ETA Oh dear. A Wake County parent was quoted in the News and Observer article saying: "I'm against forced busing. This is the United States of America. People should not be forced in Wake County to do anything they don't want to do."
Lady, where were you when they were making me run laps around the track? Making people do things they don't want to do is the entire premise of schooling!
Thoughts
19/7/10 21:40 (UTC)I don't really approve of segregated neighborhoods. That causes a lot of problems. The best place to deal with school segregation is neighborhood segregation.
Another big issue is funding education out of property taxes. That mostly screws the poor kids, ensuring they will get a lousy education and thus continue to be poor. Small, thoroughly funded schools are better than big shoddy schools -- but people usually don't want to spend the money.
Re: Thoughts
19/7/10 21:56 (UTC)If Raleigh could have genuine neighborhood schools it would be a different issue. But there's so much sprawl that everybody's going to be spending an hour a day on the bus no matter what - in that context I feel like an extra 10 or 15 minutes is an acceptable price to not have de facto segregated schools.
(no subject)
19/7/10 21:44 (UTC)Magnets were, to me, the best way of fixing that, but in my experience, most of the academic classes ended up pretty segregated anyway... Most of my classes only had a few non-white students, but at least all the students got the benefits of the magnet school's resources, which were at least equal to and in some cases better than the non-magnet schools in the middle to upper income neighborhoods.
(no subject)
19/7/10 22:35 (UTC)(no subject)
19/7/10 23:26 (UTC)As for the comment about building neighborhoods, I think you are spot on. I hate what American suburbs (speaking very broadly and overgeneralizing) have become, so reliant on cars, so disconnected from any real sense of neighborhood unity or community. I grew up in the same house my entire childhood, and I never knew half the neighbors at all.
(no subject)
20/7/10 15:14 (UTC)(no subject)
20/7/10 22:24 (UTC)Rather, I was just trying to show my support and agreement for your comments about what suburban society is like in the US...
(no subject)
21/7/10 17:00 (UTC)What I have noticed in working with kids is that you don't get a big window of opportunity before they can get turned off schooling entirely.

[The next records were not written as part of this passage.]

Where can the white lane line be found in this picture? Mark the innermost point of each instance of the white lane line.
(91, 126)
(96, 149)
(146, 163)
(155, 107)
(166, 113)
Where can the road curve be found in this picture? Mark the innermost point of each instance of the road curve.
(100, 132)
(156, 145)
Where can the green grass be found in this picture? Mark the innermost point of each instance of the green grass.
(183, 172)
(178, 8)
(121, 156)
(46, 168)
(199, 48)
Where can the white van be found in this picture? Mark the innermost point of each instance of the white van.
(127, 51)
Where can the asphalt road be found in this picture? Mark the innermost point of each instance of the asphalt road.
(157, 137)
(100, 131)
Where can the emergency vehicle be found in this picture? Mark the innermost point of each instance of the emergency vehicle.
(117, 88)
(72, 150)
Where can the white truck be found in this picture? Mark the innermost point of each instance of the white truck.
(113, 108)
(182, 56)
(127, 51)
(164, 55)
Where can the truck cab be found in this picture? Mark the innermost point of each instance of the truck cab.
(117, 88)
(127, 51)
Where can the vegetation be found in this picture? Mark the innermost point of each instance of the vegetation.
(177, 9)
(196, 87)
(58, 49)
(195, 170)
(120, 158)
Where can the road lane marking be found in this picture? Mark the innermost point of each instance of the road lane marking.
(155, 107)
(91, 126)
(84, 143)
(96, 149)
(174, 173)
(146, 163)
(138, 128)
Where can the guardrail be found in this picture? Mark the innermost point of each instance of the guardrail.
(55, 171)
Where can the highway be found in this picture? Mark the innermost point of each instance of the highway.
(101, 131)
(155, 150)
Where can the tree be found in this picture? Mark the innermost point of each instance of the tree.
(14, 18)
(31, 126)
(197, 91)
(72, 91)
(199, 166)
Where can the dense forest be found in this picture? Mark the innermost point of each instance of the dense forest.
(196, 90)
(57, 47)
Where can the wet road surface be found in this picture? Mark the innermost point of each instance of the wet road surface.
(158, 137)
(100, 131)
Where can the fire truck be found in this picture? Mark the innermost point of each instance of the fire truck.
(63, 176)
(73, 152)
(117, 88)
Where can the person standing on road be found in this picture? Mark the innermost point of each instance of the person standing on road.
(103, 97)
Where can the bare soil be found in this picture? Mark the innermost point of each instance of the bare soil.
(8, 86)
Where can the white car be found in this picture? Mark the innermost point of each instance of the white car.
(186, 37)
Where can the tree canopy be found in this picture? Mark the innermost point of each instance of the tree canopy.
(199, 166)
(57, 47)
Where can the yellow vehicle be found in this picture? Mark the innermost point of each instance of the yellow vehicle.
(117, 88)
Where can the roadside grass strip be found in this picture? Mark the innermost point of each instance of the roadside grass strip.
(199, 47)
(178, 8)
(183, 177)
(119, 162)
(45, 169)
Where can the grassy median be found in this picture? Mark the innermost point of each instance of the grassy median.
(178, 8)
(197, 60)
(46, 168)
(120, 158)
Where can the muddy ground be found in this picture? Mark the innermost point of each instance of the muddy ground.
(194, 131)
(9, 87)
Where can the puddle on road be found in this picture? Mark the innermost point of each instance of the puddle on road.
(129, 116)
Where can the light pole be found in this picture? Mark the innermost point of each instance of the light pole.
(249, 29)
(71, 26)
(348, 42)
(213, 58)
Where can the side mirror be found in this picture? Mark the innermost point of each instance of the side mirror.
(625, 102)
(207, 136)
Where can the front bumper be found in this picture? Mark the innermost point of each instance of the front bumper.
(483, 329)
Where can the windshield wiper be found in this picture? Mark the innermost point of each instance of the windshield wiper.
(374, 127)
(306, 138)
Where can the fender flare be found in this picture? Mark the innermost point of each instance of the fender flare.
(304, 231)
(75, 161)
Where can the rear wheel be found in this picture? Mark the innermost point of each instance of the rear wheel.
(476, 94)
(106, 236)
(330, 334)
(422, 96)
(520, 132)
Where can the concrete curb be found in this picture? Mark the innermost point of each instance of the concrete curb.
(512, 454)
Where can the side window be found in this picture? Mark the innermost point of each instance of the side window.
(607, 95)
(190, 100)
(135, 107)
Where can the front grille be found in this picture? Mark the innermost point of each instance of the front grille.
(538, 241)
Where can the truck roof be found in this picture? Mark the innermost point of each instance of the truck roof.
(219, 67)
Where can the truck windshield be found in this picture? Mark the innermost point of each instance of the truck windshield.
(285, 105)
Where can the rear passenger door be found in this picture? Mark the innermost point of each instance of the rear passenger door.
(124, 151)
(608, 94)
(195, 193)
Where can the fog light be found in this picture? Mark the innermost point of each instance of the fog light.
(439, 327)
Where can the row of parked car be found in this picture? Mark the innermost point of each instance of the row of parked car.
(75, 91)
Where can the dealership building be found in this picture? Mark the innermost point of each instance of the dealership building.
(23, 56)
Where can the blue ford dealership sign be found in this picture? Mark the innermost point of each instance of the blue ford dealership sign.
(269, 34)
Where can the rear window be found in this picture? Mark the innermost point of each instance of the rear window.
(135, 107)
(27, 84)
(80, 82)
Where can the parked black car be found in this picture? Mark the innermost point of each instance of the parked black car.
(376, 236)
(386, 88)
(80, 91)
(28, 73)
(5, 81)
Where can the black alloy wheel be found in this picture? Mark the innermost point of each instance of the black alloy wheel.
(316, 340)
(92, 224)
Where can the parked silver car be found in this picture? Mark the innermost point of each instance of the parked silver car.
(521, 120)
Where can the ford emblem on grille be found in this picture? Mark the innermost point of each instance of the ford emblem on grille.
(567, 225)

There is a light in their eyes that starts going out maybe around 3rd or 4th grade. And nobody should be tracking students into separate classes based on their test performance that early, no way. In a classroom where everybody comes from a low-income household, you're going to see less parental involvement (not to blame the parents, but they probably have less free time), more unaddressed behavioral issues, they might need more individual attention than the kids who are getting drilled on flash cards at home -- that's when kids start being failed by the system. So that's the kind of situation where I believe busing can make a difference, just so you don't have a few schools getting hit with the biggest problems. We get segregation by classroom because by middle school or high school a lot of damage has already been done -- so we need to do more, and EARLIER, but that doesn't mean it's failed.